An anonymised string created from your email address (also called a hash) may be provided to the Gravatar service to see if you are using it. The Gravatar service privacy policy is available here: https://automattic.com/privacy/. After approval of your comment, your profile picture is visible to the public in the context of your comment.

Media

If you upload images to the website, you should avoid uploading images with embedded location data (EXIF GPS) included. Visitors to the website can download and extract any location data from images on the website.

Embedded content from other websites

Articles on this site may include embedded content (e.g. videos, images, articles, etc.).
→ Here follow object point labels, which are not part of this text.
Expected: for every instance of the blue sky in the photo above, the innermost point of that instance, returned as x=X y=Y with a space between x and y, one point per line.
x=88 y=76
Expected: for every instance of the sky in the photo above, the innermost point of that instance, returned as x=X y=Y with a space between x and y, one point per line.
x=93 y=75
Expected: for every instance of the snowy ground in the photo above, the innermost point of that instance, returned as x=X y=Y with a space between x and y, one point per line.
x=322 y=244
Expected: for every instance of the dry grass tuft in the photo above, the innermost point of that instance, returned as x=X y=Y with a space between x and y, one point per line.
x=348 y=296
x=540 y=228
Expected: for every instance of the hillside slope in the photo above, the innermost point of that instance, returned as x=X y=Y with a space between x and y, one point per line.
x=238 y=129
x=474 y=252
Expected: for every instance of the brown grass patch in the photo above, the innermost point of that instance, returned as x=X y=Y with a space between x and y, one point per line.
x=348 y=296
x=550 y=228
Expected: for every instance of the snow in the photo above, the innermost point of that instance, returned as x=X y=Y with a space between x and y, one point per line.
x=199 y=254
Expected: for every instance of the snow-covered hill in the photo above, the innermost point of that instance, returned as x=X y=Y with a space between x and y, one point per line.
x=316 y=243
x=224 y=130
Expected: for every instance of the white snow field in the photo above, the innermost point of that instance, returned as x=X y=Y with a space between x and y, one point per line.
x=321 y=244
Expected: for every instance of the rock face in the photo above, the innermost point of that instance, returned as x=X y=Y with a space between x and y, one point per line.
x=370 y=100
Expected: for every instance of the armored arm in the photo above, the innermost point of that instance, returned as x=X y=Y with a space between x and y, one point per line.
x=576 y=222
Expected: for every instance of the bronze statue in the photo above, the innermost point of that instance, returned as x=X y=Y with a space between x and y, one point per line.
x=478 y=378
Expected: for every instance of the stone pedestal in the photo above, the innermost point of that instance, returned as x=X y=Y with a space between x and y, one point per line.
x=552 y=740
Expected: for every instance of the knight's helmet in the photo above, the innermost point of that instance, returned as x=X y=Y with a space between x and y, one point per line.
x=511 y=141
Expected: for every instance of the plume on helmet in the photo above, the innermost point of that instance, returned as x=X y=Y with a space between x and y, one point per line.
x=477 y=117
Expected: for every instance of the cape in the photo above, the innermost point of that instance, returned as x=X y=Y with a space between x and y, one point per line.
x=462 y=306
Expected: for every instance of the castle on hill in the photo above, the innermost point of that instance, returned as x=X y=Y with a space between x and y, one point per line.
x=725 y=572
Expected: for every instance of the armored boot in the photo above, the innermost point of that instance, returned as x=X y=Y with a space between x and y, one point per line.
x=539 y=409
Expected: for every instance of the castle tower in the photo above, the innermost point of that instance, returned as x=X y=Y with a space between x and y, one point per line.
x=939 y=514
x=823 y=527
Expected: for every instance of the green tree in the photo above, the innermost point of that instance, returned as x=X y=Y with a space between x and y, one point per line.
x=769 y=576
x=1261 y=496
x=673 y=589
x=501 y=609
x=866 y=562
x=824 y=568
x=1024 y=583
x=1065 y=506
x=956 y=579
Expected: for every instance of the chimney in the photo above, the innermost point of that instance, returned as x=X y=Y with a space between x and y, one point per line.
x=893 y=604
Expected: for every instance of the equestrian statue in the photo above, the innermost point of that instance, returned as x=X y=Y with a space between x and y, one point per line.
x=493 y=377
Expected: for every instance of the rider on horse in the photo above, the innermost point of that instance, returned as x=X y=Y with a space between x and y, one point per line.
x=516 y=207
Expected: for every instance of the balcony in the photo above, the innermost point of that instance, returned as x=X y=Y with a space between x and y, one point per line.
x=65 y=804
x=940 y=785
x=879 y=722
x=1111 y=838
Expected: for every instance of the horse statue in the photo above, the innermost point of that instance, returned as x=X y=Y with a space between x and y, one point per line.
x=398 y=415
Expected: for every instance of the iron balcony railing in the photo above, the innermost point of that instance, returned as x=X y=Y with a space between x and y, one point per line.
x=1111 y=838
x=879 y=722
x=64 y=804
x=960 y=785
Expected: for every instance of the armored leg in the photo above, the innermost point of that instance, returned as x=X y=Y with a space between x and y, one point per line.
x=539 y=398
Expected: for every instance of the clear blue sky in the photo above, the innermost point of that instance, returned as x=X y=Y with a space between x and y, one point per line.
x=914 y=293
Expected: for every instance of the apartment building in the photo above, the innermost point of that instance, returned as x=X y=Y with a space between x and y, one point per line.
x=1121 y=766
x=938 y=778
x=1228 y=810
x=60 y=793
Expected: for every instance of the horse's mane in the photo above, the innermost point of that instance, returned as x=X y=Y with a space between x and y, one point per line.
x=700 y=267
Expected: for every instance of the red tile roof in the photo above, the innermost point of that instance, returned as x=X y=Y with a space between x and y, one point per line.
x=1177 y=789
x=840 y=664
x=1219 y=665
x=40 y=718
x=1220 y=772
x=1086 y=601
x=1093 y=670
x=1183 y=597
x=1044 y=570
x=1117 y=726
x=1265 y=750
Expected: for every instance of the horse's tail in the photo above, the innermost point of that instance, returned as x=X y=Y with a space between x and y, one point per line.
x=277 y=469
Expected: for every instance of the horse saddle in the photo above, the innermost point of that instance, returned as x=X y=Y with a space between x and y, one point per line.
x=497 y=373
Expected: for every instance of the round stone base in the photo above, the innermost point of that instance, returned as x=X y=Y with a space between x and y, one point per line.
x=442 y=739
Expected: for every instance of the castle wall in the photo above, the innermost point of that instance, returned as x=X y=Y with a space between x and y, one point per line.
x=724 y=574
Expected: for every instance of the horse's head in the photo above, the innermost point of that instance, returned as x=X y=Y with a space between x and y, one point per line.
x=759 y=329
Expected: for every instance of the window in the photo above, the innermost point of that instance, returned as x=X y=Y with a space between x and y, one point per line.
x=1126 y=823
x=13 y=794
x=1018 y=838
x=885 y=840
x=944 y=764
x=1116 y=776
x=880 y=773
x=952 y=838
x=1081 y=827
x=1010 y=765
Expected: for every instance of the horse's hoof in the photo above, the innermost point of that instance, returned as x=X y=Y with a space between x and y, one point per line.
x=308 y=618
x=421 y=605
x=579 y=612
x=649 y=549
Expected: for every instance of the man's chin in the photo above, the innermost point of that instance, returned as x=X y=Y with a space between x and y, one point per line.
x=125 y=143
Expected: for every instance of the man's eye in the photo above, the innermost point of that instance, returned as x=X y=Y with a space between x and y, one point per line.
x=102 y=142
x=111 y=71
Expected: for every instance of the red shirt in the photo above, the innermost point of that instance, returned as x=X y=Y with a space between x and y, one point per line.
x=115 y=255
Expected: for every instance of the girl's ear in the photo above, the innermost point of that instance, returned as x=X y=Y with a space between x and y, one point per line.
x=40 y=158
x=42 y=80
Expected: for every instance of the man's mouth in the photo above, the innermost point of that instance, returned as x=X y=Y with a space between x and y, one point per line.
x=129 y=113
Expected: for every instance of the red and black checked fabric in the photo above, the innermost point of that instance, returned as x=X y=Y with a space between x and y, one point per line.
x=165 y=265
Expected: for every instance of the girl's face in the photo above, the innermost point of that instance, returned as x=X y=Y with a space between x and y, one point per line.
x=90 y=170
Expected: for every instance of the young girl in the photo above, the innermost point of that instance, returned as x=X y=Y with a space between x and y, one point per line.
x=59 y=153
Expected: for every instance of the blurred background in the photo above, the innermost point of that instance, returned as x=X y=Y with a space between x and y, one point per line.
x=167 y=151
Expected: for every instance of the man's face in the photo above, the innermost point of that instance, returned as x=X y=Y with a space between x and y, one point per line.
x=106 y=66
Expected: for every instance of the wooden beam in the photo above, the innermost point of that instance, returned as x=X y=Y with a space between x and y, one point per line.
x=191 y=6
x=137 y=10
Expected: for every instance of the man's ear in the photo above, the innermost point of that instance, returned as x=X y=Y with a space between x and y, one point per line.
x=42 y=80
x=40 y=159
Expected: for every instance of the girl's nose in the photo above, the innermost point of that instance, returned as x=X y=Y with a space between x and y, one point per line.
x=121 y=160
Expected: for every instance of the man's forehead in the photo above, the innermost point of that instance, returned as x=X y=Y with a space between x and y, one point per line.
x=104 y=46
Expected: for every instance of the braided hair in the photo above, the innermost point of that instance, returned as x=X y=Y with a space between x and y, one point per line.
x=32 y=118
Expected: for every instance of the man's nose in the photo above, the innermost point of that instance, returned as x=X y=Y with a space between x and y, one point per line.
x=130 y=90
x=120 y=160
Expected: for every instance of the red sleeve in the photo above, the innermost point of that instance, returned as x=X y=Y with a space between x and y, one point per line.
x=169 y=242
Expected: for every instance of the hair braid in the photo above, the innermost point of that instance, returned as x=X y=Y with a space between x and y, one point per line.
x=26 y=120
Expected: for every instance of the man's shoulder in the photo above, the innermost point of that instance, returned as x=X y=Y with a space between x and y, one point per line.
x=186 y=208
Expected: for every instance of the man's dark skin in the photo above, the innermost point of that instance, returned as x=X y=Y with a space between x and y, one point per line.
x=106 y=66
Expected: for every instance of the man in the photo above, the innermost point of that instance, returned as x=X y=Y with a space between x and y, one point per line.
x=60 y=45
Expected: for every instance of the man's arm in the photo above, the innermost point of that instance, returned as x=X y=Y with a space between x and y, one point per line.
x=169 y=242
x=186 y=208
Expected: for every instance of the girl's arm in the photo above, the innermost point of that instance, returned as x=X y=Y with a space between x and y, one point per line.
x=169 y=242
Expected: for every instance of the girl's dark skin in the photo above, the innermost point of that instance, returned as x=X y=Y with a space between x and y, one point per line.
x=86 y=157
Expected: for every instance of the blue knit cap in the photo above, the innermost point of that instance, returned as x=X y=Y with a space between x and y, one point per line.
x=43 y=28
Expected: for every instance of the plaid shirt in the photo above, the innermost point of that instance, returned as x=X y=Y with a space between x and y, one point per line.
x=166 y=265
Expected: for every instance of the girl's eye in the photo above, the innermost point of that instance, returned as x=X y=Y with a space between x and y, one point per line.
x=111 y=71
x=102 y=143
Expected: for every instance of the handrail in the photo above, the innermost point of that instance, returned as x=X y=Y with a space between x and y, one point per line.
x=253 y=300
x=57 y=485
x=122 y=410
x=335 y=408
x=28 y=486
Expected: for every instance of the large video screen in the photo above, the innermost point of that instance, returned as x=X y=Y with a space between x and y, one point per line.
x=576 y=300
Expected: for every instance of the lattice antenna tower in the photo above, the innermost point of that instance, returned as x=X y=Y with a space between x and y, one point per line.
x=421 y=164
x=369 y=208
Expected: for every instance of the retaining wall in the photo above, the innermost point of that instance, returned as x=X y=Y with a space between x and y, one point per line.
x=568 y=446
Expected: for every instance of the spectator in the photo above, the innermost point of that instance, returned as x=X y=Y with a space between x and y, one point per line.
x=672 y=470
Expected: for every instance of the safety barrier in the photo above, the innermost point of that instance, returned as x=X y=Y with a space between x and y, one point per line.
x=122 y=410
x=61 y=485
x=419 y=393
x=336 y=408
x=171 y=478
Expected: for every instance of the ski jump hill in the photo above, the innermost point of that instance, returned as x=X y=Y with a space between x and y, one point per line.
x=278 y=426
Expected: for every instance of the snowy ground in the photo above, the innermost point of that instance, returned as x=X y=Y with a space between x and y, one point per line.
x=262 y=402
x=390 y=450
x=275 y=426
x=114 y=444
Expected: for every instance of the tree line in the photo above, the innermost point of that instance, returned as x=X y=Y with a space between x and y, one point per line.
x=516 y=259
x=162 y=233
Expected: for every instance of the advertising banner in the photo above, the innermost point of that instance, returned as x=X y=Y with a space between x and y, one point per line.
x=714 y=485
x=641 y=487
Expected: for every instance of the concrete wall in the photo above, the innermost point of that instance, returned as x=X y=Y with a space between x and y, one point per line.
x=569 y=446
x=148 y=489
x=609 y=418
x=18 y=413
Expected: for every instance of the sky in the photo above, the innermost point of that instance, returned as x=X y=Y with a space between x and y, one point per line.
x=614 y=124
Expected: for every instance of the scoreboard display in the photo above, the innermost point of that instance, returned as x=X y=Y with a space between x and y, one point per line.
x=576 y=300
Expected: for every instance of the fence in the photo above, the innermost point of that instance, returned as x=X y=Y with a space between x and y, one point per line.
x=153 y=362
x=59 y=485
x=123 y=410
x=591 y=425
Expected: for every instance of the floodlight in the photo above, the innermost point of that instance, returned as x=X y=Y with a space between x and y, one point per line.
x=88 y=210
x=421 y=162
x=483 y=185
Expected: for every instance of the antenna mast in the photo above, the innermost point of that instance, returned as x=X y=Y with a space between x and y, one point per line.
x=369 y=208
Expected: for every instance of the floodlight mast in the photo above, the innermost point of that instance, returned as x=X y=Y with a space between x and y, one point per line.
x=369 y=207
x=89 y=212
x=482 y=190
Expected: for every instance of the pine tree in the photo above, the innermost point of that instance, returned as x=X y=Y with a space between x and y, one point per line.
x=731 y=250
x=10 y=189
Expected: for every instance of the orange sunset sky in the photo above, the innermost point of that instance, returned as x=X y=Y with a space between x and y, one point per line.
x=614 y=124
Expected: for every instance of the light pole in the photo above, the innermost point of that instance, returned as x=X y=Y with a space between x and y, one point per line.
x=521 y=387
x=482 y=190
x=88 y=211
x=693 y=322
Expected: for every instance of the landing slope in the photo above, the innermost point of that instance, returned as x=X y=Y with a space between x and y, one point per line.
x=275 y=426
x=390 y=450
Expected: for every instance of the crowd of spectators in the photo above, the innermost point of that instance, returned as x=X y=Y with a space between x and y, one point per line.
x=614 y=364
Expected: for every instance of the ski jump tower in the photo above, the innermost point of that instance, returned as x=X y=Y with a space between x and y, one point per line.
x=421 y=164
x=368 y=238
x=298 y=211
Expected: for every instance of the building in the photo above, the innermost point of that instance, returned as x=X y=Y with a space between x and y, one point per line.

Embedded content from other websites behaves in the exact same way as if the visitor has visited the other website.

These websites may collect data about you, use cookies, embed additional third-party tracking, and monitor your interaction with that embedded content, including tracing your interaction with the embedded content if you have an account and are logged in to that website.

What data security procedures we have in place

We have installed a Let’s EncryptTM certificate to validate the SSL credentials of our website.

An SSL Certificate is a small computer file that digitally combines a cryptographic key with an organization’s details. On a web server, for example, it allows secure connections to a web browser. Depending on the type of SSL Certificate being used by the organization, different levels of checks will be made by the Certificate Authority (CA) issuing the certificate. The CA itself holds a Root Certificate.

An SSL Certificate awarded to an organization is derived from the Root Certificate. The same Root Certificate must be present on the end user’s computer in order for the issued SSL Certificate to be trusted. Browser and operating system vendors work with Certificate Authorities, so the Root Certificate is embedded in their software.

The site is further protected by the G6 Firewall code. The 6G Firewall is a powerful, well-optimised blacklist that checks all URI requests against a set of carefully constructed .htaccess directives. This happens quietly behind the scenes at the server level, which is optimal for performance and resource conservation. Implementing an .htaccess solution such as the 6G Firewall, the code is executed without invoking the memory and resources required for PHP, MySQL, etc. That gives us better performance while saving server resources for legitimate traffic.